A man and a woman who served four years for a 1990 strangling were released from prison Monday, three weeks after the “Happy Face Killer” was convicted of the crime.

“There’s no longer any doubt that these two individuals are innocent. The evidence is compelling,” Circuit Judge Paul Lipscomb said.

Laverne Pavlinac, 62, and her former boyfriend, John Sosnovske, 42, went free two months after Keith Hunter Jesperson confessed to the strangling of Taunja Bennett. He was convicted of the murder on Nov. 2.

Jesperson, a former Spokane County resident, was nicknamed the Happy Face Killer for the smiley faces he drew on letters claiming responsibility for eight murders.

“I’m happy to be with my family and my grandchildren,” Pavlinac said after her release. “I’m real, real sorry that this whole thing happened.”

Pavlinac had told police she helped her boyfriend kill Bennett and dispose of her body. But at her trial, Pavlinac recanted, saying that she had lied in an attempt to escape her abusive relationship with Sosnovske.

She was convicted anyway and sentenced to life in prison after jurors heard her taped confession. Sosnovske pleaded no contest to murder to avoid the death penalty and also got life.

Jesperson began a letter-writing campaign to news outlets after his arrest earlier this year, claiming responsibility for the slaying. Jesperson said the couple should be freed.

Prosecutors joined the effort to free Pavlinac and Sosnovske after Jesperson led authorities to the victim’s purse.
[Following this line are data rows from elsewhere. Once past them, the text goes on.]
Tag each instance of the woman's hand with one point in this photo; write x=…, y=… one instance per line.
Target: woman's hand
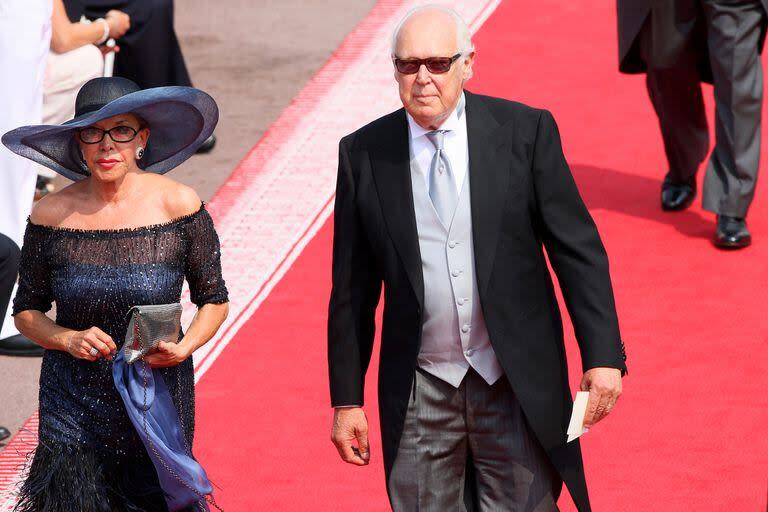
x=91, y=344
x=168, y=354
x=118, y=22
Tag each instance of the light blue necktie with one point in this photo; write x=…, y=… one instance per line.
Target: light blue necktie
x=442, y=184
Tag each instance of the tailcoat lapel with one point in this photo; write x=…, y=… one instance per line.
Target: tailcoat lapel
x=392, y=174
x=489, y=175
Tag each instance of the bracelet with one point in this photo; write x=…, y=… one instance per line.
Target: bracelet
x=106, y=31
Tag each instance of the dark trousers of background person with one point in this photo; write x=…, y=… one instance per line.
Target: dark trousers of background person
x=729, y=35
x=150, y=54
x=9, y=268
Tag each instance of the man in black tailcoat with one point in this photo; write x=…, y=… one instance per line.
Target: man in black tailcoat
x=450, y=203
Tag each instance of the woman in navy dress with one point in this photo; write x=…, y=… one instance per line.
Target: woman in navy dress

But the confession alone wasn’t enough to convince Lipscomb to release Pavlinac and Sosnovske. Last month, days before Jesperson’s conviction, the judge said Jesperson’s involvement didn’t necessarily absolve Pavlinac and Sosnovske.

On Monday, the judge finally set aside Sosnovske’s conviction, saying his civil rights had been violated because of Pavlinac’s lies. The judge berated Pavlinac for concocting the story and refused to set aside her conviction.
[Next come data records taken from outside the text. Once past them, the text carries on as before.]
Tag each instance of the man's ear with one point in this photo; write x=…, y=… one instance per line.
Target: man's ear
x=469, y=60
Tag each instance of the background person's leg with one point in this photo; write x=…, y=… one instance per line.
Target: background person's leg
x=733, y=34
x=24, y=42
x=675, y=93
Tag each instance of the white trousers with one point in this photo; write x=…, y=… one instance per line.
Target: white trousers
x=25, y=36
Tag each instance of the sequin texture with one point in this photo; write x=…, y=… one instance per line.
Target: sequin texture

But Lipscomb released Pavlinac anyway, saying a prison term for a crime she did not commit would be cruel and unusual punishment.
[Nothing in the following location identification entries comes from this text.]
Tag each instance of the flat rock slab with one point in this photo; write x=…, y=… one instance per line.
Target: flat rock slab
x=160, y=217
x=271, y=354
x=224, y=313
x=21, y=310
The judge said Pavlinac violated Sosnovske’s constitutional rights when she had police wire her for sound, then attempted to coax incriminating statements from him.

“By preying on his known weakness and propensity for alcoholic blackouts, she attempted to convince him that he had killed Ms. Bennett in an alcoholic fog and that she had helped him ditch the body,” Lipscomb said.

Pavlinac had told police in detail how she held the rope around Bennett’s neck as Sosnovske raped Bennett. She said she then helped Bennett dispose of the body.

In court Monday, Pavlinac stood in wrist and ankle shackles and apologized to her former boyfriend.

“I can’t undo what I did, but I’m very sorry,” she said.

Asked if he had a statement, Sosnovske said: “I didn’t murder anybody in 1990.”

Jesperson, an interstate trucker, claims to have slain eight women in five states. He is serving a life sentence for Bennett’s slaying.